In Lee v ATL (Australia) Pty Ltd [2023] NSWCA 327, the NSW Supreme Court considered whether a guarantor was liable under a loan deed that was amended by a side letter between the borrower and the lender (but not the guarantor). The Court decided that as a matter of contractual construction, the guarantor was not liable to the lender at all.

This case is a cautionary tale for all lenders. Always ensure that a guarantor signs off on changes to the underlying facility documents (including all last minute changes) to avoid losing the benefit of a guarantee.

Facts

On 13 March 2017, Mr Lee and three others signed a loan deed as guarantors for the borrower. Under the loan deed, interest accrued from when the lender advanced funds to the borrower.
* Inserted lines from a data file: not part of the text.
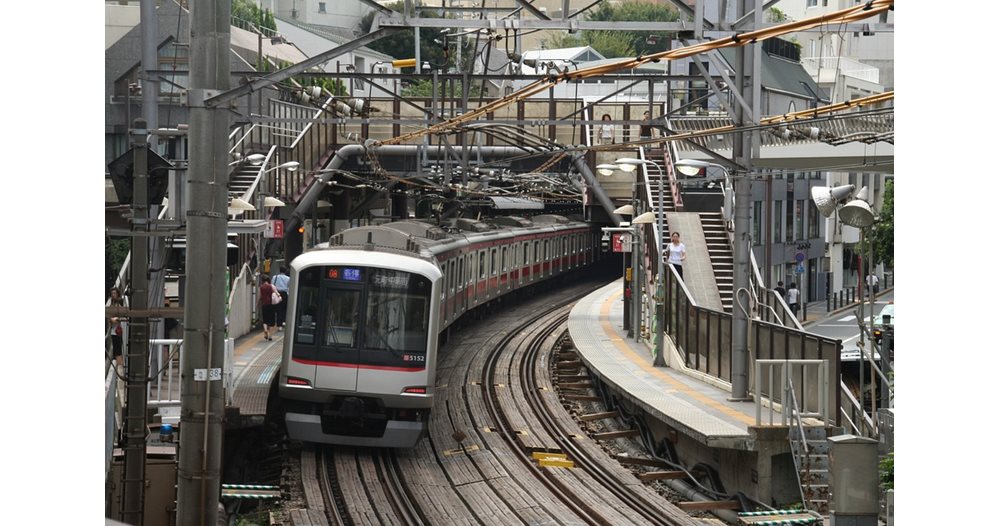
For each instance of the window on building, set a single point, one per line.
(776, 221)
(757, 238)
(800, 219)
(359, 67)
(173, 60)
(814, 219)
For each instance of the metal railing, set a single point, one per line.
(815, 397)
(166, 361)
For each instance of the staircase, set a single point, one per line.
(812, 466)
(242, 179)
(720, 252)
(663, 202)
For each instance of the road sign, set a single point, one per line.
(621, 242)
(275, 229)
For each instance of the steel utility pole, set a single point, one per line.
(202, 403)
(747, 75)
(138, 345)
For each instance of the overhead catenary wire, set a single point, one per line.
(851, 14)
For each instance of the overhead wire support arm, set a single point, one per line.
(296, 69)
(845, 15)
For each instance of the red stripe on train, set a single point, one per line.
(357, 366)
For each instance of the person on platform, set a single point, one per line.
(606, 132)
(280, 282)
(645, 127)
(117, 326)
(873, 282)
(793, 299)
(267, 307)
(678, 253)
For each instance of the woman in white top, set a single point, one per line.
(606, 132)
(677, 253)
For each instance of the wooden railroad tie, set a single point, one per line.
(611, 435)
(598, 416)
(707, 505)
(582, 398)
(575, 385)
(635, 461)
(662, 475)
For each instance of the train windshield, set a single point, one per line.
(397, 311)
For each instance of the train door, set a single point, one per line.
(524, 261)
(338, 353)
(460, 285)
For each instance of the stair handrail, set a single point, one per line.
(250, 191)
(803, 446)
(858, 413)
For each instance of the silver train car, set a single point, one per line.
(365, 314)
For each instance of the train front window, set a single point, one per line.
(397, 313)
(342, 317)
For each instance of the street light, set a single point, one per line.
(858, 214)
(629, 164)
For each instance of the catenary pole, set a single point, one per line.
(138, 345)
(747, 68)
(202, 403)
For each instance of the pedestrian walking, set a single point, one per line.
(793, 299)
(780, 289)
(677, 254)
(873, 283)
(280, 282)
(606, 132)
(117, 326)
(645, 127)
(268, 306)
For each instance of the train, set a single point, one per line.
(366, 313)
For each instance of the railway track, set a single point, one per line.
(494, 408)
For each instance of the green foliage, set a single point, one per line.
(115, 251)
(626, 11)
(423, 88)
(885, 472)
(775, 15)
(247, 10)
(400, 44)
(884, 230)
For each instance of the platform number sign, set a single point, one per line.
(274, 229)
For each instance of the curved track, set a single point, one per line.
(494, 407)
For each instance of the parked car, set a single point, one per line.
(888, 310)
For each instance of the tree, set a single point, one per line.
(400, 44)
(883, 229)
(247, 10)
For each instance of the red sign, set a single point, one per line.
(621, 242)
(275, 229)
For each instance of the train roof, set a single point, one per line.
(424, 239)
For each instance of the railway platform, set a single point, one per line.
(693, 411)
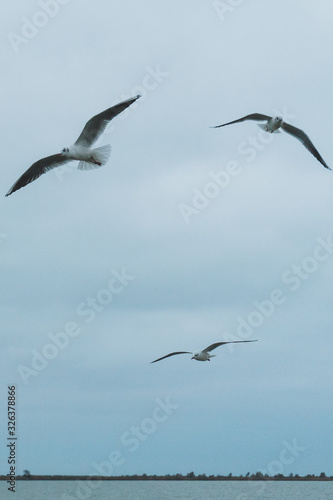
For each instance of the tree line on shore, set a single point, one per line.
(258, 476)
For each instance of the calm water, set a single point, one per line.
(168, 490)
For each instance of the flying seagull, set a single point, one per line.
(80, 150)
(204, 354)
(273, 124)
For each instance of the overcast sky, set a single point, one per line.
(188, 236)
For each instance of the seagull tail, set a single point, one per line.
(100, 156)
(263, 126)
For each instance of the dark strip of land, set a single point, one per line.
(258, 476)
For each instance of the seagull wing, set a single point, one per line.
(254, 116)
(94, 128)
(217, 344)
(171, 354)
(305, 140)
(37, 169)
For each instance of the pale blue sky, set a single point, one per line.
(89, 395)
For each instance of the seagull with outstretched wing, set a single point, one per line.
(81, 150)
(203, 355)
(274, 124)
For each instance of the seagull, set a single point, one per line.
(80, 150)
(273, 125)
(204, 354)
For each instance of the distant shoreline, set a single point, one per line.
(177, 477)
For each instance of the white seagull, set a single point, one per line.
(80, 150)
(204, 354)
(273, 124)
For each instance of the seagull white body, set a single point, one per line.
(81, 150)
(274, 124)
(203, 355)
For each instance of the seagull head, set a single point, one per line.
(65, 151)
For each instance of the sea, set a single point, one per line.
(168, 490)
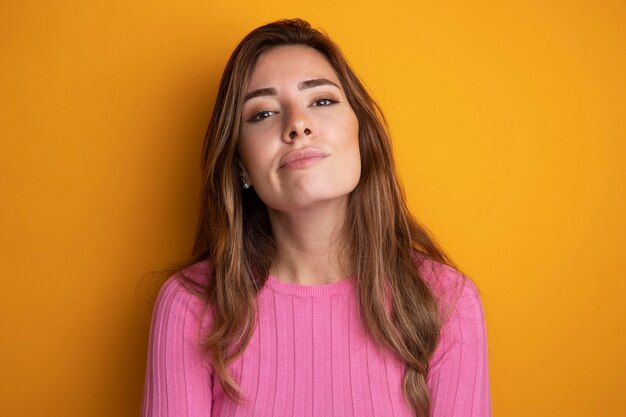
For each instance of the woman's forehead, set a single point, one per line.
(291, 64)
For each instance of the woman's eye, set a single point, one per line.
(322, 102)
(261, 115)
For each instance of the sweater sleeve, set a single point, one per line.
(458, 379)
(178, 380)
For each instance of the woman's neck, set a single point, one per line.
(309, 245)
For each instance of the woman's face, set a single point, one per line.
(299, 139)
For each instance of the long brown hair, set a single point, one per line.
(381, 236)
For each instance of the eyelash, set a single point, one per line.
(257, 117)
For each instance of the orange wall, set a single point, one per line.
(509, 120)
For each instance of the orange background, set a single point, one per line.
(509, 121)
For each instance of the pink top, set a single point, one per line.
(310, 355)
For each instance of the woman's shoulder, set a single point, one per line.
(182, 295)
(452, 289)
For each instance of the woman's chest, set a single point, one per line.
(313, 357)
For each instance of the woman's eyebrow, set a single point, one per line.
(316, 83)
(301, 86)
(260, 92)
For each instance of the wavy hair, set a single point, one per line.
(383, 241)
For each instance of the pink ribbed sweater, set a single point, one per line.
(310, 355)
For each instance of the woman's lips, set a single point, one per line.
(302, 158)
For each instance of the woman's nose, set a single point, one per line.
(298, 126)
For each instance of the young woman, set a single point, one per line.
(311, 290)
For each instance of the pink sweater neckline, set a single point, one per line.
(340, 286)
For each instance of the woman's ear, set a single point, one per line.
(243, 173)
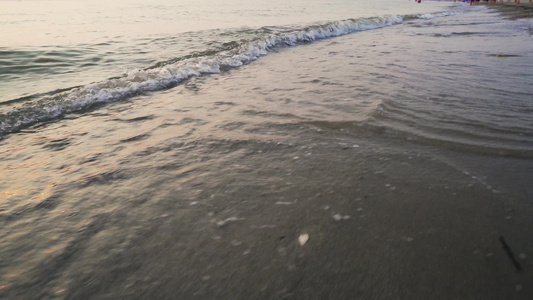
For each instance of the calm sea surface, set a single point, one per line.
(178, 149)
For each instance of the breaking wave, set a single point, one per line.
(44, 107)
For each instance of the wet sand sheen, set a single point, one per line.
(203, 190)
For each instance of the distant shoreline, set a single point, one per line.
(512, 11)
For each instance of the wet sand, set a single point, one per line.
(202, 192)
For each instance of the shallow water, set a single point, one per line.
(392, 148)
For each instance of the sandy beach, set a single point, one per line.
(374, 163)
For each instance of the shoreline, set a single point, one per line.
(512, 11)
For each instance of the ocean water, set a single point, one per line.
(177, 149)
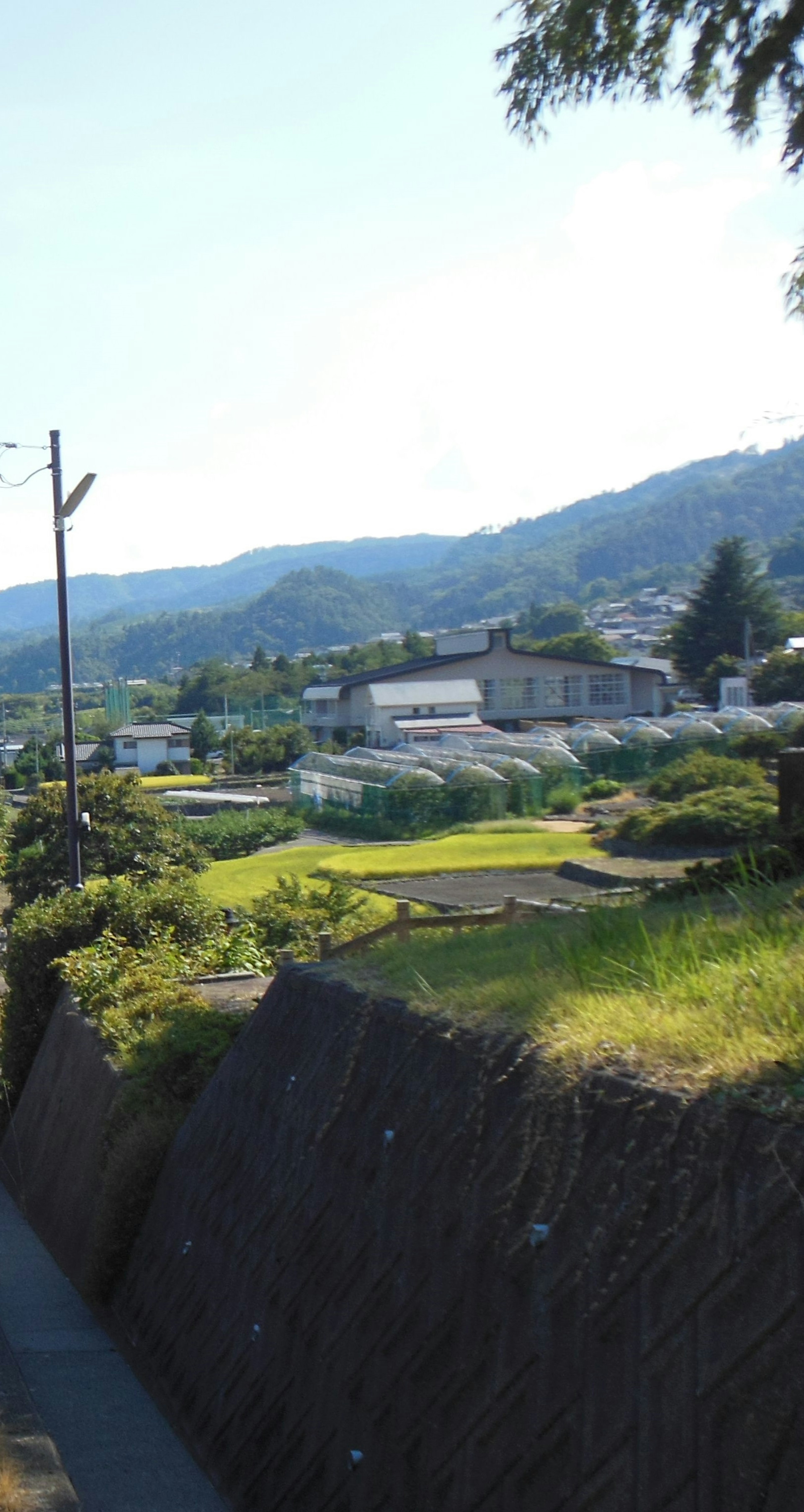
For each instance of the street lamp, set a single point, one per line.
(61, 512)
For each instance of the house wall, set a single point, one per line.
(341, 1257)
(149, 754)
(517, 687)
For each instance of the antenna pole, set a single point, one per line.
(73, 843)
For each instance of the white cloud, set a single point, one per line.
(643, 332)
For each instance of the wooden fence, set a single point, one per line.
(405, 923)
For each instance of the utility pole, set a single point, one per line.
(73, 843)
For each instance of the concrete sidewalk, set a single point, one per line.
(117, 1449)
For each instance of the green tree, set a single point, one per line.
(131, 835)
(712, 52)
(555, 619)
(729, 595)
(582, 645)
(780, 678)
(417, 646)
(204, 737)
(709, 686)
(270, 751)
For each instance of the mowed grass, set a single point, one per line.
(691, 997)
(163, 784)
(237, 882)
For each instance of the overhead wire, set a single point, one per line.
(22, 447)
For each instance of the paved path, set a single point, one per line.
(116, 1446)
(484, 890)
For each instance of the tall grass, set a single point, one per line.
(693, 996)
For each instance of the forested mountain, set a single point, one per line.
(32, 607)
(658, 531)
(313, 607)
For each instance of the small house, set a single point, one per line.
(148, 746)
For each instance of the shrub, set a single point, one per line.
(5, 829)
(167, 1042)
(172, 908)
(702, 772)
(562, 799)
(240, 834)
(602, 788)
(762, 746)
(270, 751)
(290, 917)
(131, 834)
(752, 868)
(721, 817)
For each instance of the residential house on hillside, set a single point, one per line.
(146, 746)
(512, 687)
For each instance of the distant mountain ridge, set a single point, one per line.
(94, 596)
(653, 531)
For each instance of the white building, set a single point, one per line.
(146, 746)
(422, 710)
(512, 686)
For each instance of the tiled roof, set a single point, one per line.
(143, 732)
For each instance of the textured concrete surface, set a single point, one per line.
(382, 1236)
(485, 890)
(116, 1446)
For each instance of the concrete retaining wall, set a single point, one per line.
(52, 1151)
(382, 1237)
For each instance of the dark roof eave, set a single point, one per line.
(384, 673)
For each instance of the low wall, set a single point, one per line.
(341, 1257)
(393, 1266)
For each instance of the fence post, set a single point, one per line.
(791, 787)
(403, 921)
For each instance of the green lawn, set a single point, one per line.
(237, 882)
(688, 996)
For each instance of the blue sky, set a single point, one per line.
(282, 274)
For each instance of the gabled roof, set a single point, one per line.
(428, 663)
(144, 732)
(447, 693)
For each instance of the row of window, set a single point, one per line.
(181, 741)
(558, 693)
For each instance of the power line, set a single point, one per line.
(7, 484)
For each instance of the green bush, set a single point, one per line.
(240, 834)
(703, 772)
(562, 799)
(291, 915)
(752, 868)
(167, 1042)
(762, 746)
(172, 908)
(721, 817)
(131, 834)
(5, 829)
(602, 788)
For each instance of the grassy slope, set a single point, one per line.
(690, 996)
(237, 882)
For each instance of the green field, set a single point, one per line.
(237, 882)
(690, 997)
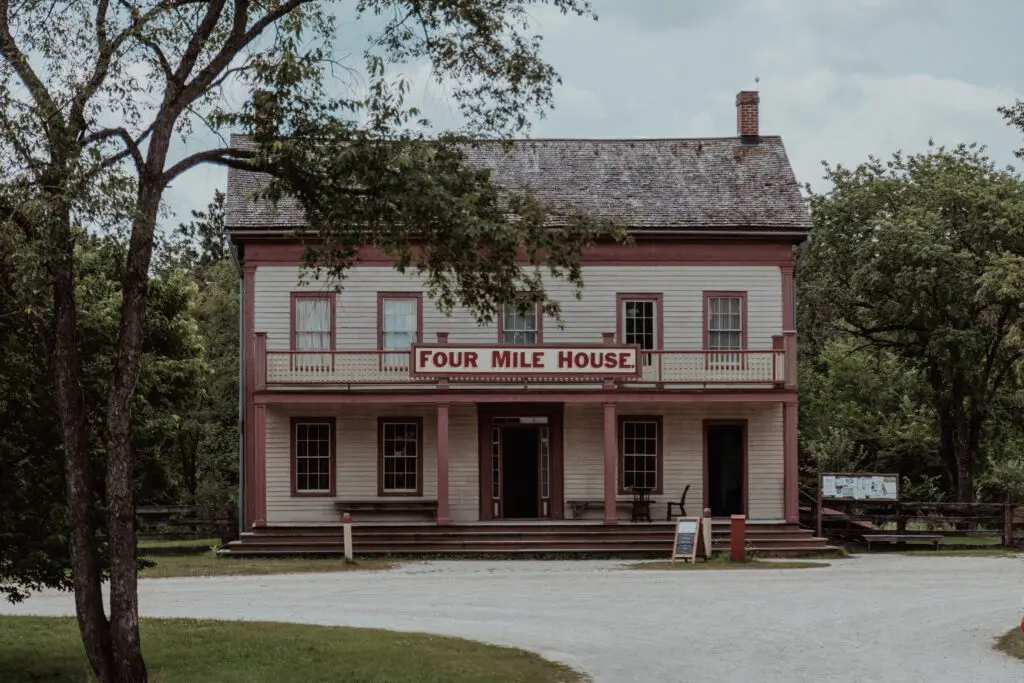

At 3:55pm on 14 March 2017, the lender sent a side letter to the borrower. Under the side letter, interest under the loan deed was said to have started accruing in two tranches, on 10 March 2017 and 13 March 2017 respectively. In other words, the side letter interest began to accrue sooner than under the loan deed.

At 4:27 pm on 14 March 2017, the lender received the loan deed signed by Mr Lee, the other guarantors and the borrower.

At 5:46pm on 14 March 2017, the borrower confirmed the side letter by email. There was no evidence to suggest the side letter had been signed by or otherwise brought to the attention of Mr Lee and the other guarantors.

On 15 March 2017, the borrower sent the lender a utilisation notice and the lender advanced the funds to the borrower.

Issues

The Court identified 3 issues on appeal:

  1. the scope of liability issue: what was the guarantor liable for?
  2. the variation rule issue: alternatively to (1), was the guarantor discharged by reason of the agreement between the lender and borrower in the side letter with reference to the principal contract?
  3. the indemnity issue: if otherwise applicable, was the variation rule ousted because the guarantee is, in substance, an indemnity?

Held

The Court of Appeal held in relation to each issue:

  1. Mr Lee had no liability to the lender. The Court held that, as a matter of contractual construction, Mr Lee's guarantee did not extend to the borrower's obligations as amended by the side letter. Accordingly, Mr Lee did not give a guarantee and Mr Lee had no obligations to the lender.
  2. The variation rule only applies where there is a guarantee. It had no application to this case because Mr Lee was never bound by a guarantee.
  3. No.

As a result, the Court upheld the appeal. The lender's claim against Mr Lee was dismissed and the lender was ordered to pay Mr Lee's costs of the first instance proceeding and the appeal.

Reasoning – scope of liability issue

Critical to the Court's reasoning was a finding that the side letter amended the borrower's obligations to the lender in the draft loan agreement and therefore had a superseding effect. It was not a separate and distinct agreement between the lender and the borrower.

This finding was important because it meant that there was a mis-match between what Mr Lee agreed to (the unamended loan deed) and what the borrower and lender agreed to (the loan deed amended by the side letter). This is evidence from the timing of the document exchange because:

  1. Mr Lee had already signed the (unamended) loan deed by the time the lender sent the side deed to the borrower; and
  2. the borrower only confirmed the side deed after the lender had received Mr Lee's counterpart of the (unamended) loan deed.

The Court found that as a matter of contractual construction, this meant Mr Lee did not guarantee the borrower's obligations under the (amended) loan deed and Mr Lee had no liability to the Lender. Mr Lee was held to be free from his guarantee even though he had willingly signed the original (albeit superseded) loan deed.

Key takeaway

This case is a timely reminder that lenders must keep guarantors "in the tent". If last minute changes need to be made to the facility documents, a prudent lender makes sure any guarantor gives a written confirmation of their agreement to the change, ideally by resigning the loan documents. Otherwise, the lender risks losing the benefit of the guarantee.

The content of this article is intended to provide a general guide to the subject matter. Specialist advice should be sought about your specific circumstances.